When it comes to organizational success, every interaction between people is for better or worse. The effects are cumulative. If they aren’t getting better they probably are getting worse.

Ridge’s training is built on the four following principles or “rules” to make sure interactions and important relationships are consistently and intentionally getting better so they yield better results.

Rule One: Communicate with purpose.

Most people think they know what they want to get out of an interaction, but they’re casual about it. You may think that all you need to do is tell people about a new policy, procedure, task, or deadline—but what do you want people to do as a result? Do you want them to change in some way? Do they need to be bought in? Do they have competing priorities that need to be addressed? Being intentional about your purpose up front will inform your communication strategy and reduce the toll needless friction takes on your time, results, and relationships.

Rule Two: Tune into tension.

Unmanaged tension kills productivity and the relationships crucial to your success.

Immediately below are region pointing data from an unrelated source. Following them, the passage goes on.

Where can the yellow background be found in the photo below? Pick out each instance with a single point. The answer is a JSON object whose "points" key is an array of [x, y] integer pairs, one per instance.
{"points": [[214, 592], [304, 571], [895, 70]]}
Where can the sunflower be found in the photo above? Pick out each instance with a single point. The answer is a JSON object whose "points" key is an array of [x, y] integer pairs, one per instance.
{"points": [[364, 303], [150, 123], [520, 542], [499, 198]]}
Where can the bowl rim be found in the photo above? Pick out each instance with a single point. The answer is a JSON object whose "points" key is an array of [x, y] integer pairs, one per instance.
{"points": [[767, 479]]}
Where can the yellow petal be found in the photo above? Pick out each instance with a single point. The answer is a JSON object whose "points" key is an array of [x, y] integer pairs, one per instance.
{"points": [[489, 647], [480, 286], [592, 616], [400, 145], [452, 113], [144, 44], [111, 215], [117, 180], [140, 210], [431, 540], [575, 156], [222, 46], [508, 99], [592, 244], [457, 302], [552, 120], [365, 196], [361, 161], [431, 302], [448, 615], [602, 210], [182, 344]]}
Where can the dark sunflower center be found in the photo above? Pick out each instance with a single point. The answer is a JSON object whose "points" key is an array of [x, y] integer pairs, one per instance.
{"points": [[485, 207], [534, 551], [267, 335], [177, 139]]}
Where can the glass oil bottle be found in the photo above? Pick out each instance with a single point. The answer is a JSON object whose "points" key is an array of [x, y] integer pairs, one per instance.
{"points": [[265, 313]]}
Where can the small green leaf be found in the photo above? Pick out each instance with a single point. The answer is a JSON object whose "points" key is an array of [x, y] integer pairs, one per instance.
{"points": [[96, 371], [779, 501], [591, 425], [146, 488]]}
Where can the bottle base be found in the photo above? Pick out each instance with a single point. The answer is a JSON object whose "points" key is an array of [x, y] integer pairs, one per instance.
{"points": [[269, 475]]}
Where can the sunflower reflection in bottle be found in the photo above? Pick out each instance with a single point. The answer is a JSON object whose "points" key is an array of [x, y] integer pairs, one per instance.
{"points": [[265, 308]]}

Don’t wait until arguments break out to manage it. People are always sending us signals about how they’re receiving what we’re saying–in their tone and body language as well as in their words. By keeping your radar up you can keep the dynamics between you and others positive which in turn yield better outcomes and more effective relationships, now and in the future.

Rule Three: Listen early and often.

Listening truly is the master skill of effective communication. It transforms misunderstanding, conveys empathy, and is an expression of respect and positive regard for the speaker–even in the midst of tension or conflict. Unfortunately listening isn’t as easy or common as most people think. We may think we’re listening but more often than not others don’t experience us that way. Few people in our work or home lives feel listened to enough. Do you? Great listening is an ongoing practice, not an occasional event. Cultivating this practice and closing the listening gap is key to getting the best from your working relationships with others.

Rule Four: Speak so people can learn.

When you speak, do you think about how others will receive what you say? Probably not: most people speak from their own frames of reference rather than speak to the recipient’s. If your words seem to fall on deaf ears, that may be why. To get better results, speak so people can learn. Tell employees how the feedback you’re giving will improve their success. Explain to customers the rationale for a specific policy. Be genuine, even if it is the company line. What you need to say may not always be up to you. How you say it is.